Different output of faster-whisper vs whisper-standalone with faster-whisper

tjongsma commented 1 month ago

Hi there,

I've recently been trying to implement faster-whisper into a python application for streaming. I noticed that (especially for short clips) whisper-standalone (which I've been using for a while with faster-whisper) has significantly better output than faster-whisper. I've tried to get the parameters as similarly as possible by mostly filling into default values of whisper-standalone into the faster-whisper command (where possible, temperature_increment_on_fallback and vad_window_size_samples don't have equivalents I think, but somehow whisper-standalone is still outperforming massively for this one somewhat noisy audio file of ~29s. Faster-whisper hallucinates a bunch, while whisper-standalone (using faster-whisper) correctly transcribes the text.
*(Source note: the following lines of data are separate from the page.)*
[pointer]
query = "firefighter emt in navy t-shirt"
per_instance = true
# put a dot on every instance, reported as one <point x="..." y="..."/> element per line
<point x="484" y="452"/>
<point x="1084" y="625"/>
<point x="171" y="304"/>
Here's my whisper-standalone command: Whisper\whisper-faster.exe "audio_files\temp_audio.wav" --task=transcribe --model=medium --output_dir="C:\Users\test\Desktop\Audio_transcription\audio_transcripts" --output_format=txt --beam_size=5 --temperature=0 --language=nl --word_timestamps=True --initial_prompt="" --compute_type float16 --vad_filter=False

And here's my code for faster-whisper in python:

from faster_whisper import WhisperModel
import os
import sys
base_dir = os.path.dirname(os.path.abspath(sys.argv[0]))
#Loading model
model_size = "medium"
cache_dir=os.path.join(base_dir, "models", "cache")
model_dir = os.path.join(base_dir, "models", "cache", "models--Systran--faster-whisper-medium", "snapshots", "08e178d48790749d25932bbc082711ddcfdfbc4f")
model = WhisperModel(model_dir, device="cuda", compute_type="float16",download_root=cache_dir)

class WordWithTimestamp:
    def __init__(self, word, start, end):
        self.word = word
        self.start = start
        self.end = end

    def __str__(self):
        return self.word
segments, info = model.transcribe("temp_audio.wav", initial_prompt="",
                                        #max_new_tokens=224,
                                        beam_size=5,
                                        temperature=0,
                                        language="nl",
                                        length_penalty=1,
                                        condition_on_previous_text=True,
                                        prompt_reset_on_temperature=0.5,
                                       # temperature_increment_on_fallback=0.2,
                                        compression_ratio_threshold=2.4,
                                        log_prob_threshold=-1,
                                        no_speech_threshold=0.6,
                                        vad_filter=False,
                                        word_timestamps=True)
text = []
# Iterate over the segments and store words with timestamps
for segment in segments:
    for word in segment.words:
        text.append(WordWithTimestamp(word.word, word.start, word.end))
text_str = "".join(str(word) for word in text)
print(text_str)

Any insights would be appreciated! I'm basically just wondering how whisper-standalone is performing so much better while I understand it to be the same backend. Using VAD results in the exact same results, so it has to be somewhere else somehow.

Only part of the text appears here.